United Airlines Holdings (NASDAQ:UAL) on Wednesday said it intends to cut domestic and international flights, the most dramatic steps yet as the airline industry tries to cope with a drop in demand due to the COVID-19 coronavirus outbreak.
In a message to employees, United said it would cut international flying by 20% and domestic flights by 10% in April, and park some of its larger, less fuel efficient widebody planes. Further cuts could follow in May, the airline said, if warranted by demand. The cuts were first reported by CNBC.
The airline industry has been among the sectors hardest hit by the coronavirus epidemic, with United saying last week that near-term demand on trans-Pacific routes had fallen 75% due to the outbreak. In recent days, the disease has spread rapidly in new regions, including Italy and Korea, and the first cases in the United States were reported.

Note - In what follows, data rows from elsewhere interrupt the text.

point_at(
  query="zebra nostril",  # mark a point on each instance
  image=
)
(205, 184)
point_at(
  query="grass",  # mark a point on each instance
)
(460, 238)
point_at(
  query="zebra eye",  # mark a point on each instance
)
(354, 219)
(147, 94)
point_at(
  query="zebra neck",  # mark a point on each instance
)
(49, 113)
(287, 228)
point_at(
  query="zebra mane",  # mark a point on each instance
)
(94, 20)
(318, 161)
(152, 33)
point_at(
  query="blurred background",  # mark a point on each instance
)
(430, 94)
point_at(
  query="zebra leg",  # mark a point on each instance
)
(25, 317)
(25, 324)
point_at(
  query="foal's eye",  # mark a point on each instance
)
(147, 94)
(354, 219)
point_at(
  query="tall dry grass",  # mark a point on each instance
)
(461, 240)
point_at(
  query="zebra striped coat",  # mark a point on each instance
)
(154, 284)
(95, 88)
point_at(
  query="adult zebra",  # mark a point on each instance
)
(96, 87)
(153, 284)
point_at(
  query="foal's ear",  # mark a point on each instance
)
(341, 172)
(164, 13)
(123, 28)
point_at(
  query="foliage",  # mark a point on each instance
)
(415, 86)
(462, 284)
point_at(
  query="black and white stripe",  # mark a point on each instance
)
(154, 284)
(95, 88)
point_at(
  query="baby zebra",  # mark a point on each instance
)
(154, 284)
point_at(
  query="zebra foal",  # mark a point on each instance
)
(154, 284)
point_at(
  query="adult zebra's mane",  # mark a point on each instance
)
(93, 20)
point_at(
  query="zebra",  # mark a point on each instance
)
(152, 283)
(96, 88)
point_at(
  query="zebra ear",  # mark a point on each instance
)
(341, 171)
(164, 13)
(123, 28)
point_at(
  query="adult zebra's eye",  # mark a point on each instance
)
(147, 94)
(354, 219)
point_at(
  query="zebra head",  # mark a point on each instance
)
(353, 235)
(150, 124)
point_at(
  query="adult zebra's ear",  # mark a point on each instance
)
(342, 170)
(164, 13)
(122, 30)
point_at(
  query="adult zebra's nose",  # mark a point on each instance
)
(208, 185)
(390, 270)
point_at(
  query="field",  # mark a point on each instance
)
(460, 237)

The virus is spreading at a time when many U.S. consumers are making summer vacation plans, and there is growing concern by investors that this coronavirus will stifle demand during the key spring break, Easter, and summer travel seasons. A number of prominent conferences have also been postponed or canceled, and many large companies are suspending non-essential business travel while things play out.
United's decision to cut its spring schedule would appear to confirm that those fears are justified. Delta Air Lines (NYSE: DAL) and American Airlines Group (NASDAQ: AAL) have also cut flights into impacted international markets, but so far have not announced broad domestic cutbacks.
Shares of United are down 34% year to date, with most of that collapse occurring in the last two weeks.